Three months ago I started posting about the coronavirus pandemic. If this hadn’t turned into such a huge national and global tragedy, it would be quaint to look back at the very first graph and try and remember just how naive everyone was when a bad day was not even 70 new cases. A day under three months later and 21,000 new cases in the U.S. would be a good day.
Here we are in June, almost two months after the news sources declared the “peak” of the American epidemic, and we’re far from done. Yes, the number of daily cases is down from the peak in mid-April, but the downward path is looking incredibly slow vs. the growth rate pre-peak.
If the slowdown in infections had mirrored the initial infections, the American epidemic would have been over already.

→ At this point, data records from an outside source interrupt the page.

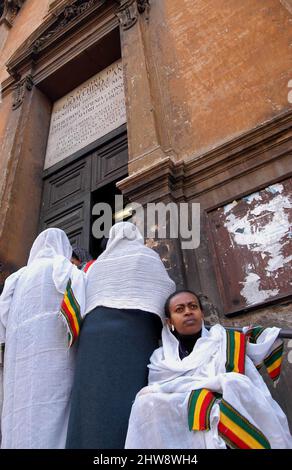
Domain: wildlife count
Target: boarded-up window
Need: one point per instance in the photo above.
(252, 240)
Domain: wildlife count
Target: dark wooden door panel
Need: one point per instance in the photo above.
(110, 162)
(67, 185)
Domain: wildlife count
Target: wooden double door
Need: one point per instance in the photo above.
(71, 189)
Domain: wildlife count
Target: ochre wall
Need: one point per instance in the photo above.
(217, 69)
(28, 19)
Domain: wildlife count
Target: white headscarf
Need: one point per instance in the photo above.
(38, 370)
(51, 243)
(128, 274)
(159, 416)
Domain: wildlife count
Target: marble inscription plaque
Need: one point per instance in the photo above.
(89, 112)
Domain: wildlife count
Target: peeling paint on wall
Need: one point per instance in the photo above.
(253, 241)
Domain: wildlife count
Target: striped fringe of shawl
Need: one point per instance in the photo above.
(2, 347)
(234, 428)
(235, 351)
(273, 361)
(237, 431)
(70, 310)
(199, 409)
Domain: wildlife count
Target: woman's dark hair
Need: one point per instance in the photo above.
(168, 300)
(81, 254)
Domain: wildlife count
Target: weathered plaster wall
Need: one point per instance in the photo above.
(28, 19)
(217, 69)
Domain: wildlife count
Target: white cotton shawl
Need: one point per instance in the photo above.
(38, 368)
(159, 416)
(128, 275)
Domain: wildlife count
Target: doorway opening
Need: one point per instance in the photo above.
(105, 194)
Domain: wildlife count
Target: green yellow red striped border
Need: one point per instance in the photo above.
(70, 309)
(235, 351)
(199, 409)
(237, 431)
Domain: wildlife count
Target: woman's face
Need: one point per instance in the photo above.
(185, 314)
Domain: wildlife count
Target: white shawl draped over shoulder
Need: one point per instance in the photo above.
(159, 416)
(38, 367)
(128, 274)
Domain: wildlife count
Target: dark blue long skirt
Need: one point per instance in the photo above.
(113, 353)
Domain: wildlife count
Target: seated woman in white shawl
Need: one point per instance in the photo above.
(127, 287)
(38, 367)
(204, 390)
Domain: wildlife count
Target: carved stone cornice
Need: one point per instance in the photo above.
(10, 8)
(206, 177)
(19, 89)
(129, 11)
(62, 21)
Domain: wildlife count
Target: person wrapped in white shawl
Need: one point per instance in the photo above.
(204, 390)
(37, 370)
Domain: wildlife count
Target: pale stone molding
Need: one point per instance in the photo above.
(129, 11)
(9, 10)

More realistically, if the American epidemic has subsided at the same rate as New Zealand’s, the U.S. would have no new cases 80-90 days from now.
But alas, the peak was more than 45 days ago and the pandemic has barely subsided at all. Even ignoring what will happen as the lockdowns are lifted, simply appending this New Zealand curve to today, this very simple visual model predicts that the pandemic will last at least another 120 days. That would be early October.
I know of no reason why the U.S. will have a recovery as quickly as New Zealand given the premature end to the lockdowns, a continued lack of testing and tracing, and an urgent need for social justice.
It might happen given some new breakthrough method of testing or treatment, but far more likely is the case where there are still hundreds of new cases per day in November and December, if not thousands.